The Cobb County chapter of the Southern Christian Leadership Conference is backing Cobb students who participate in tomorrow’s national walkout at 10 a.m. Dr. Ben Williams, president of the Cobb chapter, stood with five student organizers from Pope High School as they held a press conference in front of the school this afternoon.
“They are part of a national movement of young people compelled by their conscience,” Williams said.
Cobb County released a statement two weeks ago saying it would not support the walkout and that students who choose to participate may face disciplinary action. This is in contrast to other local districts, including Marietta City Schools, which have stated participating students will not be punished.
While the students say they accept that they will face consequences, they are still frustrated at the lack of communication from administrators about what those consequences will be. Students are also concerned because consequences will vary among schools depending on individual administrations.

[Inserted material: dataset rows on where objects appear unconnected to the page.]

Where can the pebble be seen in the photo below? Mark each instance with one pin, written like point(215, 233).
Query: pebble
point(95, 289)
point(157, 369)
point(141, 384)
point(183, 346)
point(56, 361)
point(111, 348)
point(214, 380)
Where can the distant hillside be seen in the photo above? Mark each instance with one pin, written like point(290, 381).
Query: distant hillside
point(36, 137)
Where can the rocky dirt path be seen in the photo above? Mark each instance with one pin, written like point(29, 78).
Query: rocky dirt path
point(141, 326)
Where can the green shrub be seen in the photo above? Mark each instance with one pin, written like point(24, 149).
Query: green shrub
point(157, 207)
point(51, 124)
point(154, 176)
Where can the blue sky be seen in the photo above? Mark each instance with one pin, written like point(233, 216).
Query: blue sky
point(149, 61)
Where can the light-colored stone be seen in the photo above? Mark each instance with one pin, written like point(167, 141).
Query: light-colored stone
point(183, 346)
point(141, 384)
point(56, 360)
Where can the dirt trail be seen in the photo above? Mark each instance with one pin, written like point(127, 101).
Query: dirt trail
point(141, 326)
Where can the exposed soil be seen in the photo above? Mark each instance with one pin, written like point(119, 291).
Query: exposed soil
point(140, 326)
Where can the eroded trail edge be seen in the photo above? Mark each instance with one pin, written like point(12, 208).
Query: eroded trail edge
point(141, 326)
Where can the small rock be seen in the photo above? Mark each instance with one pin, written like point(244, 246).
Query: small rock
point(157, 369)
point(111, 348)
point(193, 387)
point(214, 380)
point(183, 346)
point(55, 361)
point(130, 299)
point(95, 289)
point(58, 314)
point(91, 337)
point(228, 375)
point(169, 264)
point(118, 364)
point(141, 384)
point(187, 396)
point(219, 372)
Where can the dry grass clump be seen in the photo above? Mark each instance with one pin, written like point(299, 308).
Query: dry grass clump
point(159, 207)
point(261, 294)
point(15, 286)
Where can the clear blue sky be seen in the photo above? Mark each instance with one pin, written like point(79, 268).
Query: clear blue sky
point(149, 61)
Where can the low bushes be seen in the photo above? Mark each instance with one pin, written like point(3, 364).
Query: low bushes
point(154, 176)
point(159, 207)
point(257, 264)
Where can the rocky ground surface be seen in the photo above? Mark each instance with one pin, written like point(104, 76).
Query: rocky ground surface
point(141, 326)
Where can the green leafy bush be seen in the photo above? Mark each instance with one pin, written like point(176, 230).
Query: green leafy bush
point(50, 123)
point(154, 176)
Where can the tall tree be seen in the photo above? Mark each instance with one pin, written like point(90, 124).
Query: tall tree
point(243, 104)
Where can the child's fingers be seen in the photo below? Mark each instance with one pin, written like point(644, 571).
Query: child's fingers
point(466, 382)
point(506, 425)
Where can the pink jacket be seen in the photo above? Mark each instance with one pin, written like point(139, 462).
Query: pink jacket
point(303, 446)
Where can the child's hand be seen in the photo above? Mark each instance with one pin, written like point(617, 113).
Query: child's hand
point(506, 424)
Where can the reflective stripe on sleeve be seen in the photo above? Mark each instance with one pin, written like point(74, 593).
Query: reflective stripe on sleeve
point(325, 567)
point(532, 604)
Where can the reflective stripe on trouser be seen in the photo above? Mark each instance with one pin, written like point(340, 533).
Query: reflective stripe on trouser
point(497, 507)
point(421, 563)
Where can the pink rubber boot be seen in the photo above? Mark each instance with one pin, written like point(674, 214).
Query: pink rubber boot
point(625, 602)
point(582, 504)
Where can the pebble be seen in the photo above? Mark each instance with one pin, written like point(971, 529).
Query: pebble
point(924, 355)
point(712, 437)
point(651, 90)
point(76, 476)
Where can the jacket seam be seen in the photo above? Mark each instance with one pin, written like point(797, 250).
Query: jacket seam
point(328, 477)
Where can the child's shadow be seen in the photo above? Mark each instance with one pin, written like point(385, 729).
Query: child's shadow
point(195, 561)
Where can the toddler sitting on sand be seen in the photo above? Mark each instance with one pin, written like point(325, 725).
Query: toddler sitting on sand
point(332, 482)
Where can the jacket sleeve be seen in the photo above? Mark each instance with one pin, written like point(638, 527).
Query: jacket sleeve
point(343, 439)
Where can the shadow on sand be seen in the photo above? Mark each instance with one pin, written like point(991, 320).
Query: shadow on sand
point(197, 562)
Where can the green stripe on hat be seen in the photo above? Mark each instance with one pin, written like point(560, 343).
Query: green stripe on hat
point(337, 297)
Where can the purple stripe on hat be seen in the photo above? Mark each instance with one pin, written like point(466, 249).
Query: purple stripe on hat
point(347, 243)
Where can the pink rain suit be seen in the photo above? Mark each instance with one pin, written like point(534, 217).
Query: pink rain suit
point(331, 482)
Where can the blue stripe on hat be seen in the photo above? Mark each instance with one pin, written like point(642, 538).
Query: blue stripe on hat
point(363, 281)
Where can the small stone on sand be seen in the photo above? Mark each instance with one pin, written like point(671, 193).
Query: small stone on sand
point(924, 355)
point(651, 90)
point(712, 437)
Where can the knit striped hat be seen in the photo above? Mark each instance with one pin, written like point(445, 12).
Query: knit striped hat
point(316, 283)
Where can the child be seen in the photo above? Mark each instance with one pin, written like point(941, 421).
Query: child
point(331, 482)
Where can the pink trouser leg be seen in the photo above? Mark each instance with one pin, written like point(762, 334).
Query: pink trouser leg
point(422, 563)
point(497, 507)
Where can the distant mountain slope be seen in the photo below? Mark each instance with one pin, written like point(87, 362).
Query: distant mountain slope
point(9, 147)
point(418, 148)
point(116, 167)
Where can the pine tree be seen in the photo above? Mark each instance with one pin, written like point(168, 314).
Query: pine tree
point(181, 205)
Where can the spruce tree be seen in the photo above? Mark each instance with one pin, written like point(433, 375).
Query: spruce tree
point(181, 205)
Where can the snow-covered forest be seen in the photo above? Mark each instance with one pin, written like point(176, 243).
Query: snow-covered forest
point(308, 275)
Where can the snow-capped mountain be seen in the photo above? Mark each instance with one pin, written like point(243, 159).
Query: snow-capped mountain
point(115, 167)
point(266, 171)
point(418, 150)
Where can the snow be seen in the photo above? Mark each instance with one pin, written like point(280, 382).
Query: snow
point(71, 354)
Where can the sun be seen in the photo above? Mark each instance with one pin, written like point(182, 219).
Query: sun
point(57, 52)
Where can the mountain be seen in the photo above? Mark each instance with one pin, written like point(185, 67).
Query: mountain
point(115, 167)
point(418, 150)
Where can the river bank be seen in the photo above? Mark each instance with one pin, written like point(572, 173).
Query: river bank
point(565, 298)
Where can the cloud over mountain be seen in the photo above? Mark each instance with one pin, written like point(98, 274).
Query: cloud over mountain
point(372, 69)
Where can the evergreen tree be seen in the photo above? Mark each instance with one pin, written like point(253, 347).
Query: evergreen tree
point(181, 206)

Senior Kara Litwin said Pope leaders met with Principal Tom Flugum for the first time as soon as they returned from the February break, but communication has been unclear since Cobb released its statement. They have heard that all Pope participants will face three days of in-school suspension, but have also been told it will depend on a student’s previous disciplinary record.
“We live in a school district where they taught us to stand up for our rights, and now they are saying ‘we didn’t mean it,’” Litwin said.
Field Director Rich Pellegrino wants Cobb students to know that the SCLC will support any students in the county who are punished in excess of normal consequences and that “no legitimate university will hold this against you.” Cobb SCLC Attorney Gary Pelphrey also offered support to students should punishments be excessive or if they encounter issues with college applications.
The March 14 date was selected to commemorate the one-month anniversary of the shooting at Marjory Stoneman Douglas High School in Parkland, Fl. It will take place at 10 a.m. across all time zones and last for 17 minutes, one minute for each victim. Students will pass out voter registration forms, read the names of each victim, and there will be a student speaker.
The school is providing two police officers and a third will attend at the invitation of the organizers. Administrators will also oversee the activities for safety reasons, but according to the students, teachers are not allowed to attend or discuss the event.
Whereas Walton High School had 2,300 students out of 2,700 signed up to participate a week ago, Pope has about 300 out of 1,700. Organizers think the lower number is because students are unsure about the severity of possible punishments.
Regardless of consequences, these students are determined to make the walkout a success. “No child should have to go to school and think about their safety,” said student Jena Paramesh.
“I’m a little ashamed it took me this long to do something,” said student Lauren Bengston. “But we’re doing it now.”
Lian Kleinman has friends that attend Marjory Stoneman Douglas, and Sarah Clement once attended a school about a mile from MSD, so they said they feel a personal connection and motivation to participate tomorrow.
Additionally, students stated that there have been no safety drills or lockdowns to prepare for a school shooter since the Parkland event. The school did conduct a routine fire drill, but some students panicked and others refused to leave the school building.
The organizers plan to start a school club that will focus on current events and issues so that students can stay informed and involved in the future.